Yes, I went into more detail on those issues in https://news.ycombinator.com/item?id=45689464, but overhead is irrelevant to the issue we were discussing, which is about how long it takes to read 100 bytes from memory. Microbenchmarks are generally exactly the right way to answer that question.

Memory subsystem bottlenecks are real, but even in real applications, it's common for the memory subsystem to not be the bottleneck. For example, in this case we're discussing system call overhead, which tends to move the system bottleneck inside the CPU (even though a significant part of that effect is due to L1I cache evictions).

Moreover, even if the memory subsystem is the bottleneck, on the system I was measuring, it will not push the sequential memory access time anywhere close to 1 nanosecond per byte. I just don't have enough cores to oversubscribe the memory bus 30×. (1.5×, I think.) Having such a large ratio of processor speed to RAM interconnect bandwidth is in fact very unusual, because it tends to perform very poorly in some workloads.

If microbenchmarks don't give you a pretty good first-order performance estimate, either you're doing the wrong microbenchmarks or you're completely mistaken about what your application's major bottlenecks are (plural, because in a sequential program you can have multiple "bottlenecks", colloquially, unlike in concurrent systens where you almost always havr exactly one bottleneck.) Both of these problems do happen often, but the good news is that they're fixable. But giving up on microbenchmarking will not fix them.

If you're bottlenecked on a 100 byte read, the app is probably doing something really stupid, like not using syscalls the way they're supposed to. Buffered I/O has existed from fairly early on in Unix history, and it exists because it is needed to deal with the mismatch between what stupid applications want to do versus the guarantees the kernel has to provide for file I/O.

The main benefit from the mmap approach is that the fast path then avoids all the code the kernel has to execute, the data structures the kernel has to touch, and everything needed to ensure the correctness of the system. In modern systems that means all kinds of synchronization and serialization of the CPU needed to deal with $randomCPUdataleakoftheweek (pipeline flushes ftw!).

However, real applications need to deal with correctness. For example, a real database is not just going to just do 100 byte reads of records. It's going to have to take measures (locks) to ensure the data isn't being written to by another thread.

Rarely is it just a sequential read of the next 100 bytes from a file.

I'm firmly in the camp that focusing on microbenchmarks like this is frequently a waste of time in the general case. You have to look at the application as a whole first. I've implemented optimizations that looked great in a microbenchmark, but showed absolutely no difference whatsoever at the application level.

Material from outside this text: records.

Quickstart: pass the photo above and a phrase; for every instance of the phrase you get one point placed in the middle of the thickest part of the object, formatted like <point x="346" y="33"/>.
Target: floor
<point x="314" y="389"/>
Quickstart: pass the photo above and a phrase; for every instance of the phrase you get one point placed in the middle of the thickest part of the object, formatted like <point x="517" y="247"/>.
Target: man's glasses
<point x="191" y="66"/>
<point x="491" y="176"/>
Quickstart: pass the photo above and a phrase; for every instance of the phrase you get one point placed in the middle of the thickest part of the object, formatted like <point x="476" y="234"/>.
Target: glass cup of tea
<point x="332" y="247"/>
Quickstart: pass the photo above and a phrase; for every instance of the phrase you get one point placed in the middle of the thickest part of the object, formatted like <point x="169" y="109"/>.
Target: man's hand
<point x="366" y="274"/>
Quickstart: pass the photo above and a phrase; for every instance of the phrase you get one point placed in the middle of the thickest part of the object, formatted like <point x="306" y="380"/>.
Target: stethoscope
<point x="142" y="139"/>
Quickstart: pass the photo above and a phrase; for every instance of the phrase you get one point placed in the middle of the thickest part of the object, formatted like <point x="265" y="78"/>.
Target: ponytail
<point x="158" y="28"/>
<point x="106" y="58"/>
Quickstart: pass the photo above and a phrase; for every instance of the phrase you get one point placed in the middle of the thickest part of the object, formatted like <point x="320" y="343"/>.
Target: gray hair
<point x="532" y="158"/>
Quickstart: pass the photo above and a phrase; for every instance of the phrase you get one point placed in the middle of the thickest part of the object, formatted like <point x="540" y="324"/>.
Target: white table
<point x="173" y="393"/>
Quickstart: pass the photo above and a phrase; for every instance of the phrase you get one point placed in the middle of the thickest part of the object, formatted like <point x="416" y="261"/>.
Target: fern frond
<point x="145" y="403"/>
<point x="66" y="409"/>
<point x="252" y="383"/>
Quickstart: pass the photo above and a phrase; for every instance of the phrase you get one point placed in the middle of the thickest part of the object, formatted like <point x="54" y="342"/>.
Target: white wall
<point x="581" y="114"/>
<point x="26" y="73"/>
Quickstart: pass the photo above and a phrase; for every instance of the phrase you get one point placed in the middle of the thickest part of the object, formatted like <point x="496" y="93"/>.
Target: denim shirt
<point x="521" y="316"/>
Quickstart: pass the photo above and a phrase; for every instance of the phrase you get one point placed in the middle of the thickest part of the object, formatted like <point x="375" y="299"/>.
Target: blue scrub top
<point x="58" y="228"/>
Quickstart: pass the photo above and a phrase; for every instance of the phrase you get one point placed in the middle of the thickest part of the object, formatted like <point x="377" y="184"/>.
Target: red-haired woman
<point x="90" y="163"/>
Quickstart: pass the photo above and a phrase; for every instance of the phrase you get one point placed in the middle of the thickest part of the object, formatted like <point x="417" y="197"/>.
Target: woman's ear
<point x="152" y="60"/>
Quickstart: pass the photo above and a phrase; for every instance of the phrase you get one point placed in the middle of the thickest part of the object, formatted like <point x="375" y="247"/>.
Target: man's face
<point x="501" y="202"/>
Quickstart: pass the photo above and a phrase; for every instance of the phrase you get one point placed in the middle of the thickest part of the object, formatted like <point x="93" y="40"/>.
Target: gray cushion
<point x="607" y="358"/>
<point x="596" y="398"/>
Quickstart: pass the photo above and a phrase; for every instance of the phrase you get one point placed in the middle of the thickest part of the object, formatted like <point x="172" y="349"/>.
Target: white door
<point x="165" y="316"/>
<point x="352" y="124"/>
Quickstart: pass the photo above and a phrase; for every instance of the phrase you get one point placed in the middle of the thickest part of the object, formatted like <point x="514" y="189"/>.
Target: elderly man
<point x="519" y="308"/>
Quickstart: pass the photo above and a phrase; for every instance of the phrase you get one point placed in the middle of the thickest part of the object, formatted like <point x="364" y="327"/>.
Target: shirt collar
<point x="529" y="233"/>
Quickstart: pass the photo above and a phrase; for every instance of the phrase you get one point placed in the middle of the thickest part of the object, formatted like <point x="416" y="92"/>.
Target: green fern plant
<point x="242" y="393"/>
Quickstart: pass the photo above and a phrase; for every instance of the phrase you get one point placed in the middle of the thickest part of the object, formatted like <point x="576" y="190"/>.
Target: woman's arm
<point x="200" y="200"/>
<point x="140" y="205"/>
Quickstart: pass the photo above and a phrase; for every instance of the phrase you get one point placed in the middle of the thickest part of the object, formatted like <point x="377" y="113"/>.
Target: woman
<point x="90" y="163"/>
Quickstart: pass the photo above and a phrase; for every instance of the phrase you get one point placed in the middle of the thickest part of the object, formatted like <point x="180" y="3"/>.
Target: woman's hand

Moreover, my main hatred for mmap() as a file I/O mechanism is that it moves the context switches when the data is not present in RAM from somewhere obvious (doing a read() or pread() system call) to somewhere implicit (reading 100 bytes from memory that happens to be mmap()ed and was passed as a pointer to a function written by some other poor unknowing programmer). Additionally, read ahead performance for mmap()s when bringing data into RAM is quite a bit slower than on read()s in large part because it means that the application is not providing a hint (the size argument to the read() syscall) to the kernel for how much data to bring in (and if everything is sequential as you claim, your code really should know that ahead of time).

So, sure, your 100 byte read in the ideal case when everything is cached is faster, but warming up the cache is now significantly slower. Is shifting costs that way always the right thing to do? Rarely in my experience.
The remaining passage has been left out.